Top Republican slams White House attacks on Comey: 'Press secretaries don't get to make that call'

Republican Rep. Trey Gowdy on Thursday criticised White House press secretary Sarah Huckabee Sanders’ suggestions that former FBI Director James Comey may have broken the law, telling Fox News that
“alleging criminal violations is very serious, which is why I don’t do it.”
Sanders sparked controversy on Tuesday when she said the Justice Department “should certainly look at” prosecuting Comey, whom she accused of leaking “privileged information” when he gave notes memorializing one of his conversations with the president to a friend to give to the press.

A White House official told Business Insider on Tuesday that “we don’t know” whether the information in the memo Comey gave to his friend was classified. (The friend, Daniel Richman, has insisted it wasn’t.) But Sanders doubled down on Wednesday, alleging that “leaking FBI memos on a sensitive case” was illegal “regardless of classification.”
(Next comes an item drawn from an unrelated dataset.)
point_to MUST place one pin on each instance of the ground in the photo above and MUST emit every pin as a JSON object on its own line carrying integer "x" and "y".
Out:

“He claims they were private property, but they clearly followed the protocol of an official FBI document,” Sanders said. “Leaking FBI memos on a sensitive case, regardless of classification, violates federal laws, including the Privacy Act, a standard FBI employment agreement, and a nondisclosure agreement all FBI employees must sign. I think that’s pretty clean, and clear, that that would be a violation.”

Gowdy told Fox News on Thursday that “press secretaries don’t get to make that call.”

“That’s an executive branch function,” Gowdy said. “After a investigation, a charging decision is made by a career prosecutor. So if you have evidence of a crime, instead of sharing it with a gaggle of reporters, share it with the people who can actually do something about it.”

The White House did not respond to a request for comment.

Renato Mariotti, a former federal prosecutor, told Business Insider on Wednesday that Sanders’ comments were not as straightforward as they seemed.

“It is very hard for me to see what the Privacy Act has to do with the memos written by Comey,” Mariotti said. “The other two things she mentioned were the FBI standard employment agreement and nondisclosure agreement. Those are contracts, not laws. Could they sue Comey for breach of contract? Maybe — but it would be a suit for money damages, not an FBI criminal investigation.”

Asked what she would “like to see happen,” Sanders said it was “not up for me to decide.”

“The Department of Justice has to look into any allegations of whether something is illegal or not,” she added.